Why, then, should union membership continue to fall?

The seventh slide suggests employers have increased their opposition to unions, but that is hard to believe; I know of no time when employers favored them. More relevant is the public approval, and that has declined from 75% in 1956 to 52% today - a substantial drop. Little wonder: whenever a union goes on strike, the public (which played no part in the dispute) suffers along with the employer. I'm surprised that approval remains as high as 52%. On the same chart, though, it's shown that DISapproval has doubled, and that may be the key. Slowly, it may be dawning on public awareness that when A gets paid more than his labor is worth, B gets no job at all. That is: unions may be good for those with a job, but they have a negative effect on those who don't. They take away money that might have been spent on hiring extra people.

Government says unemployment is 6.7%; Shadowstats reckon it is nearer 23.2%. This negative effect is not trivial - yet they go further: unions vigorously support raising the minimum wage, which forces those whose skills are not worth that minimum to stay unemployed. (A quick proof of this is to consider why, if it is good to raise that minimum to $15 an hour, it should not be better raised to $150 or $1,500.)

Sometimes, their overall negative effect has been to destroy an entire industry, even an entire city, like Detroit. The stranglehold the UAW had on the car trade pushed labor costs so high as to bankrupt the Big Three, once some of the world's most successful enterprises.

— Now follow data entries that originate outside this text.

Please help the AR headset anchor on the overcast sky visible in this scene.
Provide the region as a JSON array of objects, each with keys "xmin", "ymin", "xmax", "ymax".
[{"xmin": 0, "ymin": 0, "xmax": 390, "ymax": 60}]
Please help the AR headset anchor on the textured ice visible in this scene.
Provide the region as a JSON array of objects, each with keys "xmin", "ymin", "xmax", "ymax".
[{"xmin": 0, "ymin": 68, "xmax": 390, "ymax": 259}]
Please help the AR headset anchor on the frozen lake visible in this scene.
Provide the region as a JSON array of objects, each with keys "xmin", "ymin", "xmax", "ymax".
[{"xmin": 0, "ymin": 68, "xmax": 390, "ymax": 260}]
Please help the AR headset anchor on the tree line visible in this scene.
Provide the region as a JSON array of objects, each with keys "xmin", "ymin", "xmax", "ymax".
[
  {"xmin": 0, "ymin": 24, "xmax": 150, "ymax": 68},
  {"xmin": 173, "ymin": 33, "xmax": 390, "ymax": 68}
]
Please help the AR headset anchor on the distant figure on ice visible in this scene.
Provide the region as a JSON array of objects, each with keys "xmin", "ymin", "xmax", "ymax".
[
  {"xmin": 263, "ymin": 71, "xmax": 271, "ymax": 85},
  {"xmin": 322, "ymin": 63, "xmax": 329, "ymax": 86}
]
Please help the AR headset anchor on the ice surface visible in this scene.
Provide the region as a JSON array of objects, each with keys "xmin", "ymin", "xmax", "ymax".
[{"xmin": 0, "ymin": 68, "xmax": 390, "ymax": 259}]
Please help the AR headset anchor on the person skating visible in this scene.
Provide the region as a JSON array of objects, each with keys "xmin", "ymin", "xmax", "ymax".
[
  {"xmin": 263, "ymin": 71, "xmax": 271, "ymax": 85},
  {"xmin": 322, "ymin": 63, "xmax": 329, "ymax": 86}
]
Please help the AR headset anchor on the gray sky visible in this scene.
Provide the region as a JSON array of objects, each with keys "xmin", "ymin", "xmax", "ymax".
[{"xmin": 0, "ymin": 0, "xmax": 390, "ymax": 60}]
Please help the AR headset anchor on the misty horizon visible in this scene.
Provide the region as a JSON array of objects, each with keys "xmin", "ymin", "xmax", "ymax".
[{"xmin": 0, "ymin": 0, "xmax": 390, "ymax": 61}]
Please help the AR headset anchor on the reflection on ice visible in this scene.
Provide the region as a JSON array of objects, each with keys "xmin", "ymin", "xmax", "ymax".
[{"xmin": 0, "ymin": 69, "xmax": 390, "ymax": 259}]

I question, then, even the assertion that unions are good for those with a job. Think: you get paid more than you are worth; 26.7% more, perhaps. What does that do for your self esteem? What does it do for your resumé? - for your ability to change jobs, if you should happen to want that? Obviously, there's a short term gain. But careers are about the long term. And sometimes, being paid more than the market rate ruins the industry and leaves the employee with a handful of unfulfillable promises, in a rat-infested neighborhood.

There's one part of the HR graphic that is flat wrong: the eighth slide. It shows 15 changes wrought by union influence, under the heading "In Praise of Unions." There is nothing at all praiseworthy about several of them (minimum wage laws, collective "bargaining rights"...) but those that are positive result from normal market operations, not from unions. Firms wishing to recruit the best workers will make their package attractive - competition in the labor market ensures that. In the 1970s I was working for a large company which provided such goodies, and had never been unionized; the government then compelled it to provide unions with the chance to present their sales pitch to us (in company time!) and to hold a vote, about whether or not to unionize. Ninety four percent of us said, "no way, José."

There is no more efficient, or more fair, way to exchange anything at all than the market; the free exchange of goods, money and labor without anyone participating except those with skin in the game; and the sooner you take action to cause it, dear Reader, the sooner that will come to pass - for when government has evaporated, only the market will remain. The individual contracts made will not be subject to any third-party interference at all.